16 Buben – die Heavy Metal Jungs auf arte, die da endlich mal was intelligentes aus dieser Richtung sagen ‘schaltet das Radio aus und den Scheiß Typen ab’, nennen sich ‘Black Rain’. Arte – Tracks – 17. November 2012, 22:35 – 23:30 h, Samstag.

17 Linus - Charles Monroe Schulz hat mit Charlie Brown, Snoopy, Lucy, Linus und Schröder wunderbare Figuren in einfachem Strich voller emotionaler Regungen erschaffen. Als das farbig wurde langweilte es mich. Auf dem Flohmarkt erwische ich ab und an noch die ersten kleinen Taschenbücher, in Englisch, das kann man immer wieder durchblättern.
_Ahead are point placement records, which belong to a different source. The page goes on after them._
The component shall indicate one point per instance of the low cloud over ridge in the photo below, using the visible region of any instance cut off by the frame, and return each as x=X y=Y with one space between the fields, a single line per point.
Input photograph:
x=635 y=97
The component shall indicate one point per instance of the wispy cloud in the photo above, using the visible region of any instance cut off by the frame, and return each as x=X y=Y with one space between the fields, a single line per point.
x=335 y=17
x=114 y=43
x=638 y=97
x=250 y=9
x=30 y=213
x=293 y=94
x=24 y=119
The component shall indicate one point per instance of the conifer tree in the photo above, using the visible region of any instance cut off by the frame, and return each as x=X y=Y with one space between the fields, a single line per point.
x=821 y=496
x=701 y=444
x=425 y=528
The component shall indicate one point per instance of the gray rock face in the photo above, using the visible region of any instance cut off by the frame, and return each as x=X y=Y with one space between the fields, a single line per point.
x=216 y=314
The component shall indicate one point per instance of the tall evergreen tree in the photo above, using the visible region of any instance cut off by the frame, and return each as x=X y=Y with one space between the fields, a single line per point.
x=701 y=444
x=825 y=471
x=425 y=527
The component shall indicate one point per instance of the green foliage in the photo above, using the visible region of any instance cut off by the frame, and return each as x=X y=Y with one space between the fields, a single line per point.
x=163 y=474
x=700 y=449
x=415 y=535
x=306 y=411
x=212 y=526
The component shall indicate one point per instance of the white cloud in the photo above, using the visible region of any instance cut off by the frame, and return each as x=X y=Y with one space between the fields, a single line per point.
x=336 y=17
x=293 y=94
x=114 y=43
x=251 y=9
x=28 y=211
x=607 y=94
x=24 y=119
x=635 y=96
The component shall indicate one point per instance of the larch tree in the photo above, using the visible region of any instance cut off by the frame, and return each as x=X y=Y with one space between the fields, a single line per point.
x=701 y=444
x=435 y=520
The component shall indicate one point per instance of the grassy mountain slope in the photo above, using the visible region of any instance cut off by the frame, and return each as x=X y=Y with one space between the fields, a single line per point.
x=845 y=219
18 Waldi – Waldemar Hartmann – bayrischer Sportmoderator, früher noch mit Schnurbart, der beleidigt eine Ein Jahres Verlängerung seines Vertrags für seine Waldi’s Klub Macho-Verblödungszeitverschwendungssendung abgelehnt hat. Den wollten sie schon jahrelang aus dem Fernsehen drängen, drückte sich da mit Führsprechern aber immer wieder rein, wahrscheinlich hat er die kästenweise mit Weißbier abgefüllt. Sein historischer Nachspielbetrachtungsstreit mit dem deutschen Fußballnationaltrainer Rudi Völler nach einem grottenschlechten Islandländerspiel ist ihm aber herzlichst zu verdanken, als dieser Trainer Völler ihn an mault, er stelle hier Fragen als trinke er zuviel Weizenbier, antwortet der Waldi reaktionsschnell: „Auf Island gibt’s kein Weizenbier.“ Jetzt isser weg, man sieht, Fußball is ne Geldmaschine, wo’s um Geld gibt, wird der Humor nicht verlängert.